Since mid-March, many financial firm personnel have been working from home given health concerns surrounding the pandemic. Supervision of their activities has occurred remotely, too, a situation that SIFMA said is working.
“SIFMA believes that remote inspection programs offer a suitable alternative to on-site office inspections that would justify temporary relief from on-site office inspection requirements until such time normal operations can responsibly resume and firms can have adequate time to prepare for such inspections,” Zambrowicz wrote.
The disruptions caused by the pandemic could continue well into next year, said Marlon Paz, a partner at Mayer Brown. For instance, it could be difficult for a brokerage firm’s main office in New York City to conduct an on-site inspection of a branch even in a nearby state.
The end of March “is not a realistic deadline because it is not clear we would have resolved the issues that are preventing inspections of [branch] offices,” Paz said.
Jennifer DiValerio, managing director at Foreside, a compliance consulting firm, also says the end of March does not provide enough time to resume in-person inspections.
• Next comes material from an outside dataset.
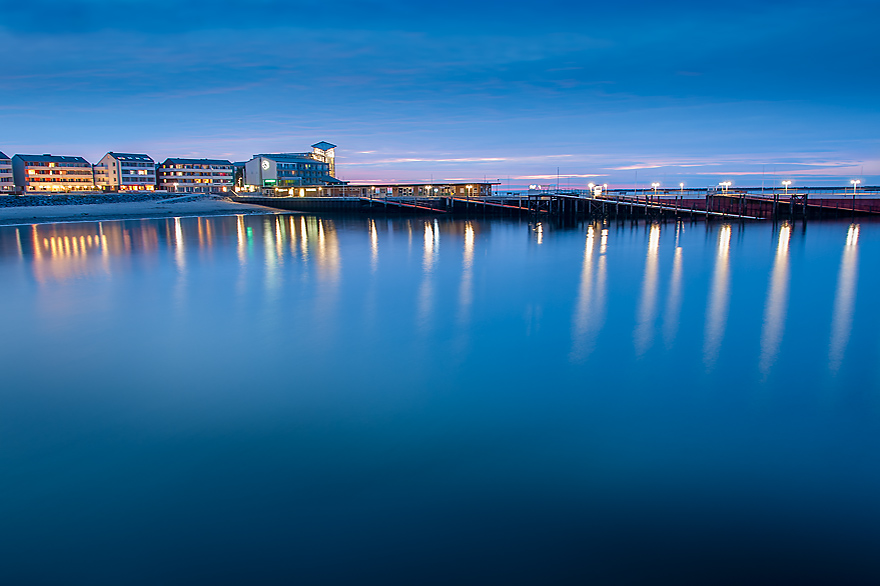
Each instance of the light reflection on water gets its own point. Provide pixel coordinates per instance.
(303, 378)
Brokerages should document the supervision challenges they face in a remote work environment but not depend on that litany to get them off the compliance hook.
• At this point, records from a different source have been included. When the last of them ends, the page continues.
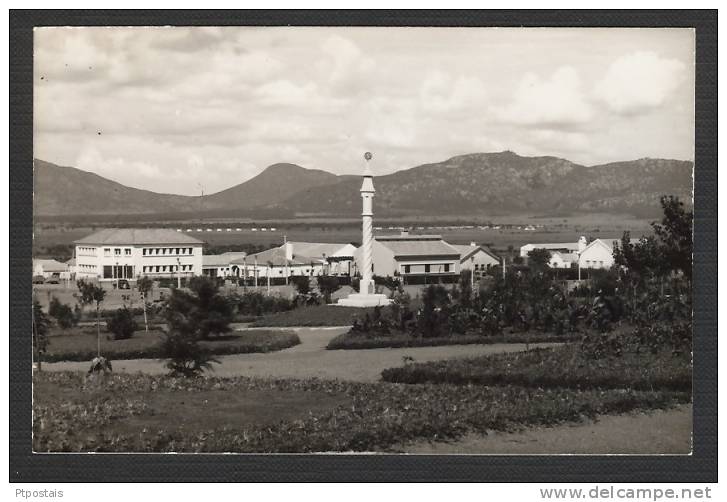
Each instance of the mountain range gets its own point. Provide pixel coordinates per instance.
(473, 184)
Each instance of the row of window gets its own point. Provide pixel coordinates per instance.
(428, 268)
(86, 251)
(117, 252)
(166, 268)
(166, 251)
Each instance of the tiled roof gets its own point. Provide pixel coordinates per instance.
(566, 257)
(466, 250)
(423, 246)
(316, 249)
(136, 236)
(276, 258)
(51, 265)
(221, 260)
(573, 246)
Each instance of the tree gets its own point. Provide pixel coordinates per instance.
(327, 285)
(121, 324)
(202, 312)
(92, 294)
(63, 314)
(301, 283)
(669, 250)
(432, 319)
(40, 332)
(675, 234)
(539, 258)
(145, 285)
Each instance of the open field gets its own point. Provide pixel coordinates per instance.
(119, 413)
(319, 315)
(310, 359)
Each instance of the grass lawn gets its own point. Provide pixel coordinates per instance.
(79, 344)
(353, 341)
(142, 413)
(318, 315)
(554, 367)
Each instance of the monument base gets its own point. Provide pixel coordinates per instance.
(364, 300)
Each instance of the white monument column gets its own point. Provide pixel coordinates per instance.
(367, 234)
(366, 297)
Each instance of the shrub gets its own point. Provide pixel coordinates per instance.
(122, 324)
(327, 285)
(202, 312)
(185, 357)
(301, 283)
(64, 315)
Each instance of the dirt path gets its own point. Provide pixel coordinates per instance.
(311, 359)
(655, 432)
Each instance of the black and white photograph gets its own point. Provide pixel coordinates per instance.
(363, 240)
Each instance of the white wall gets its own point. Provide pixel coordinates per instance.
(90, 260)
(597, 255)
(481, 260)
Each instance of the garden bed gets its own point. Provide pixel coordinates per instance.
(79, 344)
(561, 367)
(356, 341)
(140, 413)
(318, 315)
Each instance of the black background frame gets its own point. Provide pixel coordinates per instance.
(701, 466)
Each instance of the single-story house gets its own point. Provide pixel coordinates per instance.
(411, 255)
(476, 257)
(50, 268)
(220, 265)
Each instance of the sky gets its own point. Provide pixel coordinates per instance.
(186, 110)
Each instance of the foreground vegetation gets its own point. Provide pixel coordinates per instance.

“Firms need to assess their risks and modify [their oversight procedures] as needed to bridge the gap until they can return to onsite supervision,” DiValerio said.
One best practice is for financial advisers to copy a chief compliance officer on invitations to clients for video meetings, said Chris DiTata, vice president and general counsel at RIA in a Box, a compliance consulting firm. That gives the oversight official a chance to sample such conversations.
“It’s not a perfect proxy for in-person remote office inspection, but it is a useful tool,” DiTata said.
Paz said the pandemic is demonstrating the efficacy of remote supervision. For instance, a brokerage main office can review trading documents just as easily electronically as they can in person at a branch office.
“I don’t think that compliance oversight is dependent on someone being there in person,” said Paz, a former SEC senior special counsel. “I have sensed a willingness by regulators to have that conversation. I hope there is a silver lining amidst the difficulties we’ve been facing with the pandemic in the modernization and reinvigoration of supervisory rules.”